Friday, March 24, 2023  |


Bracketology: Breaking down World Boxing Super Series cruiserweight tourney

Oleksandr Usyk (left) and challenger Marco Huck. Photo by Mark Hermenau / World Boxing Super Series

The innovative, ambitious World Boxing Super Series kicks off Saturday in Berlin with one of two tournaments set out to crown the best fighter in a respective weight class.

This weekend, Oleksandr Usyk takes on former champion Marco Huck in the first battle of the tourney. The super middleweights get started one week later.

The concept is simple: Kalle Sauerland and Richard Schaefer banded together to create two separate single-elimination brackets where one man will emerge with millions of dollars in prize money (possible upward of $10 million), and at least in the case of the 200-pounders (Denis Lebedev is the only notable fighter missing), an undisputed claim to call themselves the premiere fighter in the division.

But just who stands to emerge from the eight-man cruiserweight scrum when the dust settles in May? At the moment, American fans won’t find out because there’s no television deal in place.

Schaefer told he hopes to solve the issue soon, and said he’s in talks with two premium networks (one of those networks is Showtime, though they’re only interested in televising the semifinals and beyond.)

“You win, you move on.
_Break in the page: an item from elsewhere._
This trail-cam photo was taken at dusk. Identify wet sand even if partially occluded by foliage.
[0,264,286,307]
You lose, you go home,” Schaefer said. “End of story. … Nine months and the whole thing is done.”

Three of the quarterfinal fights are easy to pick, at least on paper,

Usyk, the WBO champion and RING’s No. 1 cruiserweight, figures to blast through Huck. After all, Huck has dropped two of his last four bouts (one by stoppage to Krzysztof Glowacki; the other in his last outing, an uncompetitive decision defeat to Mairis Briedis).

Now, Huck steps up to an even tougher opponent. With so much wear and tear on the odometer, can he even compete with the power-punching Ukrainian? The odds say no.

Murat Gassiev, the No. 2 seed and also No. 2 fighter in the RING rankings, figures to move onto the semifinals as well. He takes on Krzysztof Wlodarczyk, a former champ who hasn’t scored a notable win since a 2013 victory over Rakhim Chakhkiev.

Gassiev, a training mate of Gennady Golovkin’s, is a scary puncher who recently topped Lebedev. He should dispense of the Pole inside the distance. That bout is ticketed for October 21 in Newark, New Jersey, Schaeffer told

The other two quarterfinal bouts are a bit trickier to pick.

Mairis Briedis, the No. 3 seed (RING No. 4), battles Mike Perez, the former heavyweight contender who recently decided to chase a title at cruiser. Briedis impressed with his tremendous power in a knockout of the year candidate of Manuel Charr in a 2015 heavyweight bout.

Briedis, too, has impressed with his boxing ability, most recently against Huck. With Perez untested at cruiser, there’s no reason to believe he’ll spring the upset.

The other quarterfinal bout figures to be the most action-packed — and hardest to pick. No. 4 seed Yunier “The KO Doctor” Dorticos takes on Dmitry “The Russian Hammer” Kudryashov on September 23 in San Antonio.

The matchup of free-wheeling sluggers is a true coin-flip fight, but the pick here is Kudryashov to land first and move on to the semis.

If these picks hold up, that would pit Usyk against Briedis and Gassiev against Kudryashov in the semifinals, set for January and February.

It’s hard to pick against either Usyk or Gassiev, who appear to be the cream of the crop, and figure to meet each other in the finals in May, with cruiserweight supremacy on the line.

By then, we’ll have a better idea of just how each Eastern European puncher holds up. And soon after, we’ll know who the best cruiserweight in the world truly is.